If you don't want to watch the daily updates, he has lots of excellent videos
explaining terms and areas of scientific interest for the layperson. For
example, I posted a link elsewhere to a informative video he created today on
vitamin D and it's beneficial effect against respiratory conditions. You'll
find this and all his videos here:

[https://www.youtube.com/user/Campbellteaching/videos](https://www.youtube.com/user/Campbellteaching/videos)

------
ivarv
Live updates and links:

* [https://www.germinfo.org/](https://www.germinfo.org/)

* The Guardian's "Coronavirus live updates" daily living article

General Info / Background:

* [https://arstechnica.com/science/2020/03/dont-panic-the-compr...](https://arstechnica.com/science/2020/03/dont-panic-the-comprehensive-ars-technica-guide-to-the-coronavirus/)
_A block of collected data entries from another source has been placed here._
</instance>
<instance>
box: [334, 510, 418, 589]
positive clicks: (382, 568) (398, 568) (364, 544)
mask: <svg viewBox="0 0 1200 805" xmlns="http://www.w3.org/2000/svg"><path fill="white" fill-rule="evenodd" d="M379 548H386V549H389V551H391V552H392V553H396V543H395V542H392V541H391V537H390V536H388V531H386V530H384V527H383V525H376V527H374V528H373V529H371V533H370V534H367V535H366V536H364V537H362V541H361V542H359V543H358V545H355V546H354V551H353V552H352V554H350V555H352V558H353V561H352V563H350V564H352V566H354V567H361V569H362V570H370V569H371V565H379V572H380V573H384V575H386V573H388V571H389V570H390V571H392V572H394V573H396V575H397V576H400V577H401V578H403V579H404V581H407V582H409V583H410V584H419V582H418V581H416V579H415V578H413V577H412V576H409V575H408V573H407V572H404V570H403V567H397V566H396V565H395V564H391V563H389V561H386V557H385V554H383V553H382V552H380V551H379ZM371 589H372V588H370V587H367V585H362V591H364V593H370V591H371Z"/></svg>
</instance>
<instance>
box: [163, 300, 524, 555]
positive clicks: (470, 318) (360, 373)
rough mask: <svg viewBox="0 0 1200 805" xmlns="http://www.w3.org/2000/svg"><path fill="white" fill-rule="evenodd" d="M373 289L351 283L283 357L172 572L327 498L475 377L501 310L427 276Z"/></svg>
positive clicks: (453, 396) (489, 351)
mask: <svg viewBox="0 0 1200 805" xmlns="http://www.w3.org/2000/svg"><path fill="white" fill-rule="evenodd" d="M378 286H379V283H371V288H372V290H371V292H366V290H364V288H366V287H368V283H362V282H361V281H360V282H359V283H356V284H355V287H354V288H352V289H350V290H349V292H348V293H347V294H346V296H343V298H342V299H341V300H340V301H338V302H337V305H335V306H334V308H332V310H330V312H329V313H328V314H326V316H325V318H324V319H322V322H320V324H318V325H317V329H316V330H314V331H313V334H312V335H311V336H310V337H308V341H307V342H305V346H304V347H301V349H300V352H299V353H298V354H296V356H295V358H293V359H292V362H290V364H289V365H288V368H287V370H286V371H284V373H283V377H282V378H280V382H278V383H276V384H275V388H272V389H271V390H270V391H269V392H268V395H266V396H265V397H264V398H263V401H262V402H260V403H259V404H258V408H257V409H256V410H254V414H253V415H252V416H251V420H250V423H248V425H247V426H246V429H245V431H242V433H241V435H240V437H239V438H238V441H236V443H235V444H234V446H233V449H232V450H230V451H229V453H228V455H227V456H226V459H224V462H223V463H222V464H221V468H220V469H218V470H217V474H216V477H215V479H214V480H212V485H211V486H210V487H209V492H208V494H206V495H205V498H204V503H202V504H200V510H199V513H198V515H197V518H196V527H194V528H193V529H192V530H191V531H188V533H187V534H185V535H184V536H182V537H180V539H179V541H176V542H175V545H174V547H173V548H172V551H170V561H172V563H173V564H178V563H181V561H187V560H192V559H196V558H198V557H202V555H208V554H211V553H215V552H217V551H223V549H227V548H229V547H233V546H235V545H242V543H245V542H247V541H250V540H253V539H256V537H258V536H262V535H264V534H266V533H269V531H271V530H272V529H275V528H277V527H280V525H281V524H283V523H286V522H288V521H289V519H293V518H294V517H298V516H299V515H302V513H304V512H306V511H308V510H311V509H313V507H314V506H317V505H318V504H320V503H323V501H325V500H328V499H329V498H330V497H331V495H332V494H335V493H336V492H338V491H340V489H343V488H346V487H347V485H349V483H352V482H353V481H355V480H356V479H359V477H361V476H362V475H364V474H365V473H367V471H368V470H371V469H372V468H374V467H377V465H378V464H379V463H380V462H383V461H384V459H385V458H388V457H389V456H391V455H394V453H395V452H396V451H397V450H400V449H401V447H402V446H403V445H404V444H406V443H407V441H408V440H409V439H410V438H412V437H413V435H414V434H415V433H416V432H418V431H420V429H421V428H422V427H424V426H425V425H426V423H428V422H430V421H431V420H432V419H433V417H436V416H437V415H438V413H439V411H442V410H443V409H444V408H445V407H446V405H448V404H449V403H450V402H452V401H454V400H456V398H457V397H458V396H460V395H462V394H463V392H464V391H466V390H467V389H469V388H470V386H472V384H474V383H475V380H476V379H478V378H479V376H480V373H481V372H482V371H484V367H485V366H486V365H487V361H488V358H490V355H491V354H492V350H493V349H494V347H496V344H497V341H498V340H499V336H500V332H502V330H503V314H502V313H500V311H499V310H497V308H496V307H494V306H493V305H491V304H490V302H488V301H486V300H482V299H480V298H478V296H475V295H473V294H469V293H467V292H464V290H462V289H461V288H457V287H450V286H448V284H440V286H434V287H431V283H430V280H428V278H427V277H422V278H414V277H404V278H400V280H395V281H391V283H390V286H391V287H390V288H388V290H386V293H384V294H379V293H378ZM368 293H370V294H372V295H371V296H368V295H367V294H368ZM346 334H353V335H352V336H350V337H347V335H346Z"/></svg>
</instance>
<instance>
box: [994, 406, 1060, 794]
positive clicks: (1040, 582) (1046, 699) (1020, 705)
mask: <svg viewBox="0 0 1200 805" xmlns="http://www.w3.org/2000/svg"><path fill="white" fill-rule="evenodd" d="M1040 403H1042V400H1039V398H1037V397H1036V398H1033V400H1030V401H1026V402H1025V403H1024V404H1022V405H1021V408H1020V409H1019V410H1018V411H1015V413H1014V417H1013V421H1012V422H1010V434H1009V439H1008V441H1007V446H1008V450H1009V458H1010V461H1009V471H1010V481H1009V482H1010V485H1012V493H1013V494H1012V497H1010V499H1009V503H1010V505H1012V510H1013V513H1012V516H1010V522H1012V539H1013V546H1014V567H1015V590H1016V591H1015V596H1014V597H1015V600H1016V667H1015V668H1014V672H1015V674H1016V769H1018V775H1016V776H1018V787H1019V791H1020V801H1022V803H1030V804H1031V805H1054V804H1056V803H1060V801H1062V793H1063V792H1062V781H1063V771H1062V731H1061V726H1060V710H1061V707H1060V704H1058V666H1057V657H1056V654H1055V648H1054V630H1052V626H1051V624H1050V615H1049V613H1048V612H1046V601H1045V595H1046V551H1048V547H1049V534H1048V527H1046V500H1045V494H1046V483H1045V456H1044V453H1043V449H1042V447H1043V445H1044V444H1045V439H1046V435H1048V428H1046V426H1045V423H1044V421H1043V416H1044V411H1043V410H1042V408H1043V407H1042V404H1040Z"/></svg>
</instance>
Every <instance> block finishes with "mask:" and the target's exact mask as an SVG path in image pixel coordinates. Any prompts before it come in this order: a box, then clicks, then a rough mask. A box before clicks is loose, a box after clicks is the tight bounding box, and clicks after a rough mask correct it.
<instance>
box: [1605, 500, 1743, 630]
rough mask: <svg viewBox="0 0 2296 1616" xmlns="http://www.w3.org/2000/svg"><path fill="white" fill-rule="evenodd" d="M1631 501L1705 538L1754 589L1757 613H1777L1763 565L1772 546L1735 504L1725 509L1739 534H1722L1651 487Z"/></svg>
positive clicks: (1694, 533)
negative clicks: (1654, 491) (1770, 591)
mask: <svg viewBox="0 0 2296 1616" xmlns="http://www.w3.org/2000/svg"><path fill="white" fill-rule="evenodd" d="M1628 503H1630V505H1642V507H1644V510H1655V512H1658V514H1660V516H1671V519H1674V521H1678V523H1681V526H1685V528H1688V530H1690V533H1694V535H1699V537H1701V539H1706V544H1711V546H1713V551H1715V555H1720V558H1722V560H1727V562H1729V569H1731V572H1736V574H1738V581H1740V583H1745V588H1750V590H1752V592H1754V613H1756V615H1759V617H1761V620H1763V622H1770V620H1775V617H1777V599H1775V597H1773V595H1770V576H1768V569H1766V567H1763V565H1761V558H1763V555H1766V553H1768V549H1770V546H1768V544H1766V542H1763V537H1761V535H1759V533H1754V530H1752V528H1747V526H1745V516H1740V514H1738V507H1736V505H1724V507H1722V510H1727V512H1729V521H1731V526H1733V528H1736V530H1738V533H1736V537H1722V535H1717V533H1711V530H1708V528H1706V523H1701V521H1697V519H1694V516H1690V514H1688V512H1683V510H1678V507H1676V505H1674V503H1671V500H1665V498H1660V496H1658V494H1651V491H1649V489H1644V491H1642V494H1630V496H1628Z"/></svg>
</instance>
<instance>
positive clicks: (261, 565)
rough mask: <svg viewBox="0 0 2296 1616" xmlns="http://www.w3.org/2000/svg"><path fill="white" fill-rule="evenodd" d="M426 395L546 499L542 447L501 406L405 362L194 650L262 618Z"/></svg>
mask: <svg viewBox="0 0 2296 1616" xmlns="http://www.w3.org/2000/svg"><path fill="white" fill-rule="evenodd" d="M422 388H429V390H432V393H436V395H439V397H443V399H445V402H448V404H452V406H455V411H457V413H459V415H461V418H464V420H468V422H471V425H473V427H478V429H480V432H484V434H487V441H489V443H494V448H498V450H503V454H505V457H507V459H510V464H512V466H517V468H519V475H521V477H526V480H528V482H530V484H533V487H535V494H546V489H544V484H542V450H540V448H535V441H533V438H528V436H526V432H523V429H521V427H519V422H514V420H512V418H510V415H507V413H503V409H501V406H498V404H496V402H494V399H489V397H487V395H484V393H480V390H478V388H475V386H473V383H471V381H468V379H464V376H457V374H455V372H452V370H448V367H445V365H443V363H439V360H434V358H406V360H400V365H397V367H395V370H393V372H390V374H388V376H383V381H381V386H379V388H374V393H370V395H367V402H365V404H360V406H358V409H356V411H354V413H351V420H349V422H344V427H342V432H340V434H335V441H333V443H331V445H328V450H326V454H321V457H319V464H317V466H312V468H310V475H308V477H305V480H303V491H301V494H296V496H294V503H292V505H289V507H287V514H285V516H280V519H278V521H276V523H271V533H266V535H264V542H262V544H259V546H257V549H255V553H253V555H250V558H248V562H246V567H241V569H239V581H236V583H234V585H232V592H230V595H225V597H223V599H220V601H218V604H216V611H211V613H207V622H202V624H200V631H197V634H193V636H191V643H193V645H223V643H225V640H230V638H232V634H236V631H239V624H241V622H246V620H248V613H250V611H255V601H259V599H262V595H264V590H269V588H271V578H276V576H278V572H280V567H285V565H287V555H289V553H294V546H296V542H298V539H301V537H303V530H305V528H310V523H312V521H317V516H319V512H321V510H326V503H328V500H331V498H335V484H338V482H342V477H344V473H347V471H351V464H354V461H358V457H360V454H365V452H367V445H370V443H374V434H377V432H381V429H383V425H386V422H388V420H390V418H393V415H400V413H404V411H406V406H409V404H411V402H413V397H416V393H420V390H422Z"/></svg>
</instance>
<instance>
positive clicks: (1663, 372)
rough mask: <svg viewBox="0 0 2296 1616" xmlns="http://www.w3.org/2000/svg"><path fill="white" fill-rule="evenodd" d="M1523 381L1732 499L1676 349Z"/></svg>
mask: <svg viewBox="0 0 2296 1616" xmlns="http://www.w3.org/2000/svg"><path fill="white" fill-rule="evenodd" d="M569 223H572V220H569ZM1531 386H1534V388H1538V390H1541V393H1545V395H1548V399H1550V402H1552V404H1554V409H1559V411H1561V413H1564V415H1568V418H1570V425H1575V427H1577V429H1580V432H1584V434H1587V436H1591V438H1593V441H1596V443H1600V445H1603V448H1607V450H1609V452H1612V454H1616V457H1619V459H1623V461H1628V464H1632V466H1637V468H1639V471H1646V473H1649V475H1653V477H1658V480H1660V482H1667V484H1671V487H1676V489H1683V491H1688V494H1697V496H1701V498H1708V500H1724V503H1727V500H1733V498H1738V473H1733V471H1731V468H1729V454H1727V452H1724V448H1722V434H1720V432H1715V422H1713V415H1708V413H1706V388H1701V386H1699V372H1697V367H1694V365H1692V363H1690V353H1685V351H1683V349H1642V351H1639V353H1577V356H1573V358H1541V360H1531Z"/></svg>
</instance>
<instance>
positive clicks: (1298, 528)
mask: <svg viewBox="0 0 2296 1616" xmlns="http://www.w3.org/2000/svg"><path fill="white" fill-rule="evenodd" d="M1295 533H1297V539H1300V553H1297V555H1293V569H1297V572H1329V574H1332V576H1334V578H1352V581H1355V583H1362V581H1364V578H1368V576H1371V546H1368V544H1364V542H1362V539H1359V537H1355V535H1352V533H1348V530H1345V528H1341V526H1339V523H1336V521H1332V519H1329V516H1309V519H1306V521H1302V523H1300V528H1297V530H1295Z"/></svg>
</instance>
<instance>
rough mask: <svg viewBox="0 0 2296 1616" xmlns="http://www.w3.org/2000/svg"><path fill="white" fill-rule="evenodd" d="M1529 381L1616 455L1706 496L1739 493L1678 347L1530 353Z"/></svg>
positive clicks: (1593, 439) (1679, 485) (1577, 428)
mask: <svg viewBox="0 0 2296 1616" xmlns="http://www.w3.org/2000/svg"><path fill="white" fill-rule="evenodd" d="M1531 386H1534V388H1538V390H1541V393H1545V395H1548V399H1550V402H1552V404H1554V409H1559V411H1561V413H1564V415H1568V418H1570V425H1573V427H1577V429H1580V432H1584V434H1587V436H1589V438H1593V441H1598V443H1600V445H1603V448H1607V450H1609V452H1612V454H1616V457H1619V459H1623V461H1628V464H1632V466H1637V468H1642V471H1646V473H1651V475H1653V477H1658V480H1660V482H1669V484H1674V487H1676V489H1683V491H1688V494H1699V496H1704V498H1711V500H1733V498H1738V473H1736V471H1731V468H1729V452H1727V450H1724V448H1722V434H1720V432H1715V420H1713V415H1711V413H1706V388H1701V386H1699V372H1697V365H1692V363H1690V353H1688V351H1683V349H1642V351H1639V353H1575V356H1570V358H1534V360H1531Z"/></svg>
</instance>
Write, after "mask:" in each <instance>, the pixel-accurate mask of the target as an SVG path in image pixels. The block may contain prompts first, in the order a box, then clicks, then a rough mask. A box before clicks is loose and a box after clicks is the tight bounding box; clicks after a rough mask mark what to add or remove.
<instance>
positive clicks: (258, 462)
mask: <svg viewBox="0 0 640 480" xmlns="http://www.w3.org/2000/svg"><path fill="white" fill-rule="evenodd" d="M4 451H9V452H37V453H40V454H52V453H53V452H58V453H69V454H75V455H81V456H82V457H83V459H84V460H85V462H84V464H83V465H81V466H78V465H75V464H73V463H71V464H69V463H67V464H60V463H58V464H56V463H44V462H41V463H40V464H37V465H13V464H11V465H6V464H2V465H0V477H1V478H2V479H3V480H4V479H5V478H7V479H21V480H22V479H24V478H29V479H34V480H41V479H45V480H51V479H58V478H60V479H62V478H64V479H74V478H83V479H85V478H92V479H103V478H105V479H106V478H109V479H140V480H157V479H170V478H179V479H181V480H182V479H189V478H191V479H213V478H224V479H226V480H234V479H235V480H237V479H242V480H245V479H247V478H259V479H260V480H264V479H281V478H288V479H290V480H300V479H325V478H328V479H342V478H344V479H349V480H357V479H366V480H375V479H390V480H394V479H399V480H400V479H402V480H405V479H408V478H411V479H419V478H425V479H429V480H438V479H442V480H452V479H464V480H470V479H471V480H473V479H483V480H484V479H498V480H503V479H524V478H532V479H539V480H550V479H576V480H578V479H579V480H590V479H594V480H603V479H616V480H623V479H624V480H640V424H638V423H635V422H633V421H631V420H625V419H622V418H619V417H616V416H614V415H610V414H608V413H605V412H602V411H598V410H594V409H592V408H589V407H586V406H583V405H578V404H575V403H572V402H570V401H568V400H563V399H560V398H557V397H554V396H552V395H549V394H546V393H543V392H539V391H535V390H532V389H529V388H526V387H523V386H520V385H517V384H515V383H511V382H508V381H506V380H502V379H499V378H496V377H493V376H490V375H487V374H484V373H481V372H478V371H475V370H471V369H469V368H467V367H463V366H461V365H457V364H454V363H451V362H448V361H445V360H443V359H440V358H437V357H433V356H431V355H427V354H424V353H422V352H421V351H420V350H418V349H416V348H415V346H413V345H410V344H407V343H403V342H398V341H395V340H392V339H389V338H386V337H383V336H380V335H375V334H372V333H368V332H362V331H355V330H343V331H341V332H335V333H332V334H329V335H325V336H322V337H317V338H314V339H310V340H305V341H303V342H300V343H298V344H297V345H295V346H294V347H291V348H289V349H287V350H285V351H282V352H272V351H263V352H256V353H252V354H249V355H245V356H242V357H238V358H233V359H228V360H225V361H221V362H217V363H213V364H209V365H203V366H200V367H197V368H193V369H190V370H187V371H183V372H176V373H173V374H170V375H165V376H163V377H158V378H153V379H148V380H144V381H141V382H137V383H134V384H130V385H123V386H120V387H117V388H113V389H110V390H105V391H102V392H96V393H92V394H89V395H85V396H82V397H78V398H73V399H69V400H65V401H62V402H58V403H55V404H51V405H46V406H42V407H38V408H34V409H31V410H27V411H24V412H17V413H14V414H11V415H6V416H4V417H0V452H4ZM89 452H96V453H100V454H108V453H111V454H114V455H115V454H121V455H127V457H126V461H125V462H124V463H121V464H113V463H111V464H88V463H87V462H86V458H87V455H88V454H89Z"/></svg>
* [https://docs.google.com/document/d/1D4V36_nMqQNh1tusNVqozNjP...](https://docs.google.com/document/d/1D4V36_nMqQNh1tusNVqozNjPw6N1457pajuFdPjCSCo/preview#)

------
mtmail
[https://www.reddit.com/r/worldnews/comments/ffpi7m/livethrea...](https://www.reddit.com/r/worldnews/comments/ffpi7m/livethread_global_covid19_outbreak/fjzuaqm/)
has good links to further forums, basically where researchers and hospital
staff discuss in more technical terms.

There's a good daily summary at
[https://www.reddit.com/r/supplychain/](https://www.reddit.com/r/supplychain/)

And the Dr John Campbell daily youtube videos somebody else already
recommended.

------
allovernow
>Reddit and the media are a bit sensationalized. But at the same time, WHO/CDC
only has basic info in their reports every day. Any good sources with a more
optimistic tone

Listen: for the first time, the media has actually been underreporting the
danger of the virus. They've been a month behind since they finally started
reporting.

China shut down for 2 months - risking permanent loss of business by
disrupting global supply chains.

Mecca is deserted - first time in history they've shut it down.

Italy just announced a Nationwide quarantine.

>8% of Iranian parliament is infected and two are dead

The media is not sensationalizing anything, for once. This is the real deal,
this is the Black Swan, and the sooner we start preparing to isolate and/or
self quarantine, the better off we'll all be.